Fourth: Establishing Branches of foreign companies in Egypt:
For approval on registration and/or cancellation of registration of branches of foreign companies in the com- metrical register in accordance with the provisions of the Commercial register Law 34 of the year 1976 and the Corporation Law 159 of the 1981.
The required documents for establishing Branches of foreign companies in Egypt:
- A letter from the director of the Commercial Register Office addressing head of the Investment Service complex.
- Photocopy of the statute of the mother company abroad.
- A copy of the decision issued by the mother company abroad to open a branch in Egypt.
- A copy of the decision issued by the mother company abroad to appoint a Branch Manager in Egypt.
- A copy of the decision issued by the mother company abroad that no other branch has previously been opened in Egypt.
- A photocopy of a bank certificate proving the transfer of what is equivalent to L.E5000 (five thousand Egypt- tian pounds) in free currency at the official rate under the name of the branch.
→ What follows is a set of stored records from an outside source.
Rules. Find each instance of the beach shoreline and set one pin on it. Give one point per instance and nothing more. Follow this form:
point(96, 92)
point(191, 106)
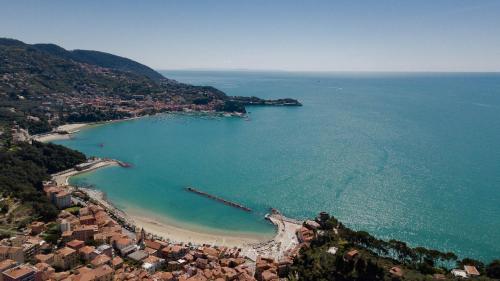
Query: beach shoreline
point(277, 246)
point(66, 131)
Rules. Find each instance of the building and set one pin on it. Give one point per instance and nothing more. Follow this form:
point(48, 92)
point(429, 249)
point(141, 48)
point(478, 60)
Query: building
point(471, 271)
point(84, 232)
point(138, 255)
point(105, 249)
point(86, 252)
point(63, 200)
point(305, 234)
point(152, 263)
point(37, 227)
point(13, 253)
point(48, 259)
point(6, 264)
point(100, 260)
point(65, 225)
point(22, 273)
point(351, 255)
point(65, 258)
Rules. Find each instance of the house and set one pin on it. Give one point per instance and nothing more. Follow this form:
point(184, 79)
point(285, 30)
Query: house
point(102, 273)
point(351, 255)
point(138, 255)
point(100, 260)
point(459, 273)
point(313, 225)
point(105, 250)
point(173, 252)
point(87, 220)
point(305, 234)
point(65, 258)
point(46, 270)
point(37, 227)
point(123, 242)
point(22, 273)
point(13, 253)
point(86, 252)
point(48, 259)
point(116, 262)
point(396, 272)
point(152, 263)
point(6, 264)
point(471, 270)
point(75, 244)
point(84, 232)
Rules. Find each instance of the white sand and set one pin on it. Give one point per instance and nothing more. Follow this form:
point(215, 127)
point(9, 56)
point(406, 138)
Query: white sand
point(63, 177)
point(70, 128)
point(185, 235)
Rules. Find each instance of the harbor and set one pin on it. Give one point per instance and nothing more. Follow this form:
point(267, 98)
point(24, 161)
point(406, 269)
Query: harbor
point(221, 200)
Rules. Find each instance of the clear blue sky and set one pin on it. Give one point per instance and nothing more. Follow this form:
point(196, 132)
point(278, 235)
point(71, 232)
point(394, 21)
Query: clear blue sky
point(378, 35)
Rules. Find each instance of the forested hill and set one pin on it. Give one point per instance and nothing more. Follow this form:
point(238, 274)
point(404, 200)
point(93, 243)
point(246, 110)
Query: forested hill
point(44, 85)
point(102, 59)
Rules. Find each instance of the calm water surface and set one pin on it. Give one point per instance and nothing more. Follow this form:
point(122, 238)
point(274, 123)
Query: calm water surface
point(414, 157)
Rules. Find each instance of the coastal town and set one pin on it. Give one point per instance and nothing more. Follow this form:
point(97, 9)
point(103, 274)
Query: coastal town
point(95, 241)
point(91, 240)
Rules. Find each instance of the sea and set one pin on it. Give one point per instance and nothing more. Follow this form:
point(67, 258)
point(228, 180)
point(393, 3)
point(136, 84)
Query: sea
point(407, 156)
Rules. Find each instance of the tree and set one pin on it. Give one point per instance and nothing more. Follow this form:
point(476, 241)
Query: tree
point(493, 269)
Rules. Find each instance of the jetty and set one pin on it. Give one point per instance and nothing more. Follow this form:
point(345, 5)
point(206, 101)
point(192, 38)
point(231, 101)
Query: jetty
point(213, 197)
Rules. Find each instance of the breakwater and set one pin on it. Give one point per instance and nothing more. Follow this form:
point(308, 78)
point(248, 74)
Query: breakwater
point(213, 197)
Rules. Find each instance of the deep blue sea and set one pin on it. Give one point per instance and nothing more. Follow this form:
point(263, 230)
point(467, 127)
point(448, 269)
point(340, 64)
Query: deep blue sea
point(414, 157)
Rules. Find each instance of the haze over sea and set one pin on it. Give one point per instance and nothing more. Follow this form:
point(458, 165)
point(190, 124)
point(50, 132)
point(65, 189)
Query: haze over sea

- A copy of the lease contract or the title deed of the premises.
- A copy of the construction contract or agreement concluded for the execution of any operation in Egypt.
The contract should state a set objective, duration and value.
- All documents should be translated and notarized by the Egyptian embassy abroad as well as the Egyptian Ministry of Foreign Affairs.
- For construction contracts related to construction activities, a certificate of pre-qualification must be submitted proving experience in the field requested to be registered. The certificate should be presented in English and coupled with a certified Arabic translation.